Even worse, advocates say these sweeps damage trust between social services workers and homeless and mentally ill people. Many people who live and sleep on the streets feel unsafe in shelters. There were 1,425 incidents of violence, 588 sexual assaults, and 1,093 overdoses in shelters in 2021. It’s no wonder many people choose the streets over the shelters.
Political posturing vs. a moral quest
Given this situation, how can supporters of Adams’ new policy expect people to want to be in these shelters? This policy operates under a new definition of what it means to be a “danger” to oneself. Yes, sleeping on the street is dangerous, but it seems that shelters are dangerous, too. Is it really a sign of mental illness not to want to be in a dangerous shelter?
On the flip side, we can take Eric Adams at his word that we, as a wealthy society with abundant resources, do have a moral imperative to help these people. Part of Adams’ plan is to keep these people in a hospital longer, until each person has a solid plan for housing placement and mental health care services.

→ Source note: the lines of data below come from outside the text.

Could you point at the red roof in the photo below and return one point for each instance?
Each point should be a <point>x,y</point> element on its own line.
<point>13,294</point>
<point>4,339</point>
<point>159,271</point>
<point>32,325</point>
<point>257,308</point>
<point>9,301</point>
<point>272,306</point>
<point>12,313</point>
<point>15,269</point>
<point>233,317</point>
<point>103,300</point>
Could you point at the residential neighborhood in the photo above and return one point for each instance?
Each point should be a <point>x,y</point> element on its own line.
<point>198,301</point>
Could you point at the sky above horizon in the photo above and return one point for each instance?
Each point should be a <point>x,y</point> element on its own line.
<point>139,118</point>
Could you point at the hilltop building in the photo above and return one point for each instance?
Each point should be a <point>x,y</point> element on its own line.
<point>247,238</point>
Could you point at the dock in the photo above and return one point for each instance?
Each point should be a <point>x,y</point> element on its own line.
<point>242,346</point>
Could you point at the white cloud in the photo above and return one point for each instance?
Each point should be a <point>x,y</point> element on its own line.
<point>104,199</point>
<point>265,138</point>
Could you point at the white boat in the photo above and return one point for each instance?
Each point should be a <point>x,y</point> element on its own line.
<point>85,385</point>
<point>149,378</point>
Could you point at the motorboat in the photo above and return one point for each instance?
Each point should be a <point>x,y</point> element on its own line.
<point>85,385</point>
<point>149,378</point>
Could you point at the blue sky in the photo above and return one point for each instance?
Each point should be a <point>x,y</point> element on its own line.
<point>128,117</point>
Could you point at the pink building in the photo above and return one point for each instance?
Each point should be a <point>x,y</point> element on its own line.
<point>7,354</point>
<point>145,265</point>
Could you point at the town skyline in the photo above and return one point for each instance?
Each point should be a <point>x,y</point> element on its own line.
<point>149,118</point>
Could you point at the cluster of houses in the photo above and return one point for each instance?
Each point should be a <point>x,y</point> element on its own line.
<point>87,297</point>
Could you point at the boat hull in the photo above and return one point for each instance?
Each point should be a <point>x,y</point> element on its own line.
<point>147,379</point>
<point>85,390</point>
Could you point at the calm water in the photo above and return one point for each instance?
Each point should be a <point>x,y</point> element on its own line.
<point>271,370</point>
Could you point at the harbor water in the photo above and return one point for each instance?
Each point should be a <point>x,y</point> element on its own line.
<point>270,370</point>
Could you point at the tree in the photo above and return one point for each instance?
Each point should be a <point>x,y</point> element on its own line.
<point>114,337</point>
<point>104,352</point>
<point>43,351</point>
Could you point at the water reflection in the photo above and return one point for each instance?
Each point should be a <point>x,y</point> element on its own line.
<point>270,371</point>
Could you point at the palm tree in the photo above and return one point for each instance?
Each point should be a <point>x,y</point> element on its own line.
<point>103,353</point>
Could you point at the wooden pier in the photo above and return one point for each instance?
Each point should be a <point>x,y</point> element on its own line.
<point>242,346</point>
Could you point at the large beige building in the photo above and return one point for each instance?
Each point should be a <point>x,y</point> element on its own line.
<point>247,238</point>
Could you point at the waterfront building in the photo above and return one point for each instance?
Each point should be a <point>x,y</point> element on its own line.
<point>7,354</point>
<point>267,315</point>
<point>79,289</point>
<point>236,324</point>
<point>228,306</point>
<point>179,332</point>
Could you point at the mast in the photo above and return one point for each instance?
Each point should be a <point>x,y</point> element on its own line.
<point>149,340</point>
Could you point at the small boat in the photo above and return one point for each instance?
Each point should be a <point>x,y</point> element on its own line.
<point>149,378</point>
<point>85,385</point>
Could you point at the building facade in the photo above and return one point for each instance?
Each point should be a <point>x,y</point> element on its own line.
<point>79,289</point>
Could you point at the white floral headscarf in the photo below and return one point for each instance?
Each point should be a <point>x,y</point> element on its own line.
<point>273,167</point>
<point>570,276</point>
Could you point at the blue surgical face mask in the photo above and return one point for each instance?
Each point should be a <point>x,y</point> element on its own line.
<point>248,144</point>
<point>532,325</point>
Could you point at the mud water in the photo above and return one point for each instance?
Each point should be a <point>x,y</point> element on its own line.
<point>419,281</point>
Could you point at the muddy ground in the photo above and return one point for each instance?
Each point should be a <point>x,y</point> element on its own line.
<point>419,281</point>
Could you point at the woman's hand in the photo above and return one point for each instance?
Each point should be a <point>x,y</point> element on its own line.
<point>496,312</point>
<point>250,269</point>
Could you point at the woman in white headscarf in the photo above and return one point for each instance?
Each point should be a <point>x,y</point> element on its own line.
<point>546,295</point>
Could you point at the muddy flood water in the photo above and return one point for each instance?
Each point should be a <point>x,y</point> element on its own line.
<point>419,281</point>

This addresses a common complaint that, until now, people were discharged from hospitals too soon, leading them to come and go repeatedly. Additionally, Mayor Adams has also committed to building more public housing and to removing barriers to getting people placed.
Not just NYC
This situation is not isolated to New York City, either. Numerous urban areas around our country are facing a similar crisis. Common barriers plague them as well. These include bureaucratic red tape, conflicts with neighbors of public housing and shelters, and funding. Other major cities like Los Angeles and Chicago are not going as far as New York is. However, none seem to have a magic answer to the problem.
The right to be homeless and mentally ill
New York’s action is an experiment, so it begs an important question: Should authorities be able to do this? Yes, it is technically legal, but is it morally right? Surely Adams is correct in one respect, that a country as rich as ours should be able to house and care for homeless and mentally ill people.
But can we force people to accept these resources? Do people have the right to be homeless and mentally ill but reject housing and treatment? Does mental illness change their autonomy? Do we have moral duty to make these people accept help?